İkircikli ve huzursuz geçen bir yılın ardından gelen siyasi hamle çok şeyi değiştirecek görünüyor. Öcalan veya PKK ile bürokratların görüşmesinden farklı bir durum var artık. Hem Öcalan hem de BDP sürecin doğrudan içinde. Bu tarafta ise memurlar değil, doğrudan Başbakan’ın, hükümetin, AK Parti’nin açık siyasi iradesi var. Tam da bu kez farklı olan tarafların kimliklerindeki bu değişim zaten.
Barışı inşa etmeyi bu kez de başaramasak bile artık hiçbir siyasi aktör bundan böyle ne Öcalan’ı ne de BDP’yi yok sayarak ve hatta muhatap almadan davranabilecektir.
Bu zihnî eşiğin aşılmasının ne denli önemli olduğunu, bu kırılmanın zihin haritalarını geriye dönülemez biçimde nasıl değiştirdiğini önümüzdeki aylarda daha net anlayacağız.
Sürecin şeffaflığı ise ikinci bir zihnî kırılmayı tetikleyecek. Milliyetçi olsun olmasın hiçbir siyasi aktör bundan böyle bu muhataplığın Türkler için, toplum için kabul edilemez olduğunu savunamayacak. Toplumun bütün şoven lümpenleşme eğilimine karşı yine de barıştan yana ne denli istekli olduğu şu üç günde bile anlaşıldı.
Bu iki zihnî kırılma, bu kez başarıp başaramayacağımızdan bağımsız olarak kendi başına çok ama çok önemli.
Bu kez başaracak mıyız?
Bu sorunun cevabı başarı olarak neyi hedeflediğimize bağlı olacak.
Hedef çatışmasızlık mı? PKK’nın tasfiyesi mi? Yeni anayasa mı? “Biz” diyebilmek mi? Türk-Kürt hepimizin kendini var ve ait hissedeceği yeni bir siyasi düzen ve toplumsal dönüşüm mü?
Barışı inşa etmek zorundayız. Bu süreç zor ve uzun olacak.

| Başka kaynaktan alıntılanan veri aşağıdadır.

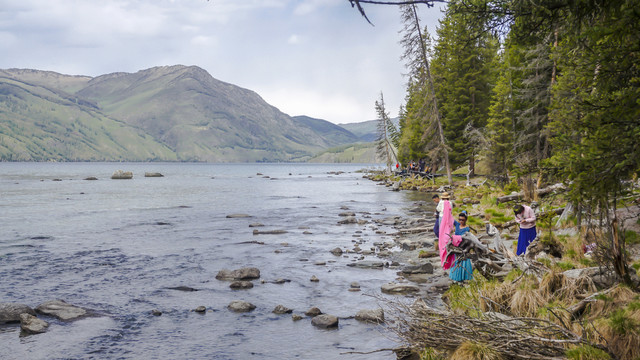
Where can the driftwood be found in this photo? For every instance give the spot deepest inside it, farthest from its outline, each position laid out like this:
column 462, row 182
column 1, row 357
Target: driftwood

Barışı inşa etmek yalnızca silahların susması hatta silah bırakılması değil “öncesi, bugünü ve yarını birarada düşünen” bir sürecin tanımlanmasıdır.
O nedenle sürecin farklı boyutlarını ve katmanlarını dikkatlice planlamak ve yönetmek gerekiyor.
Barışı inşa edebilmek için sürecin siyasi, toplumsal ve güvenlik boyutlarını ayrıştırarak düşünmeliyiz. Güvenlik boyutunda elbette hedef belli. Önce parmakların tetiklerden çekilmesi, saldırıların da operasyonların da durması, sonra PKK’nın sınır dışına çıkması ve çok daha uzun bir süre sonra tümüyle silahların bırakılması düşünülebilir. Af meselesi sürecin bu boyutunda gerekli bir adım ama zamanlaması tek başına güvenlik boyutuna da bağlı değil. Siyasi boyutta alınacak mesafe af meselesinin kapsamını ve zamanlamasını belirleyecektir.
Siyasi boyutta düğüm anayasa gibi görünüyor. Ama baştan bilmeliyiz ki yeni anayasa tek başına çözüm getiremeyecektir. Yeni anayasa öncesinde, yeni anayasayla ve yeni anayasanın sonrasında yapılacaklar var.
Anayasa öncesinde demokratikleşme paketi gibi daha birçok paket gerekiyor. Çünkü siyasetin demokratikleştirilmesi, ifade ve örgütlenme özgürlüğünün önündeki engellerin kaldırılması gibi önemli açılımlara ihtiyaç var. Bu adımlar hem Türk-Kürt güven ortamını hem de siyasi ve toplumsal tüm kutuplaşmaların psikolojik ambargolarını kıracaktır.
Kimlik ve vatandaşlık tanımı gibi anayasayla çözülmesi gereken sorunlar var.
Asıl önemlisi ise yeni anayasa sonrasında, yeni anayasanın yaratacağı siyasi iklim içinde, siyaset marifetiyle yapılabilecekler ve yapılması gerekenler var. Yönetimin yerelleştirilmesi, demokratikleştirilmesi ve yeniden yapılandırılması gibi devasa bir mesele var önümüzde.
Meseleyi dünü, bugünü ve yarınıyla beraber düşününce görüldüğü gibi alınacak çok mesafe var.
Öte yandan da bu hamle ile öyle bir yere gelindi ki, artık geri dönemeyiz.
O nedenle herkesin yapması gereken sürecin bütününü gözden kaçırmadan ama ilk adımda son adımın gereklerini şart koşmadan sakin, soğukkanlı, hızlı ama telaşlı olmadan yapması gerekenler var.
Bu noktada en önemli rollerden birisi de BDP’nin rolü olacaktır. BDP bundan sonrasında gerekli siyasi hüner ve beceriyi geliştiremez ise yalnızca kendisinin kurumsal varlığını değil, destekçisi Kürtlerin de geleceğinin vebalini taşıyacaktır. Bunun yolu da BDP’nin meseleyi AK Parti yandaşlığı- karşıtlığı ekseninden çıkararak düşünmesi ve tutum geliştirmesi olacaktır.
Kamuoyunda gözlenen yine provokasyon olur mu endişelerini de, provokasyon niyetlilerinin oyunlarını da boşa çıkaracak şey BDP’nin kararlı olarak üstlendiği rol olacaktır.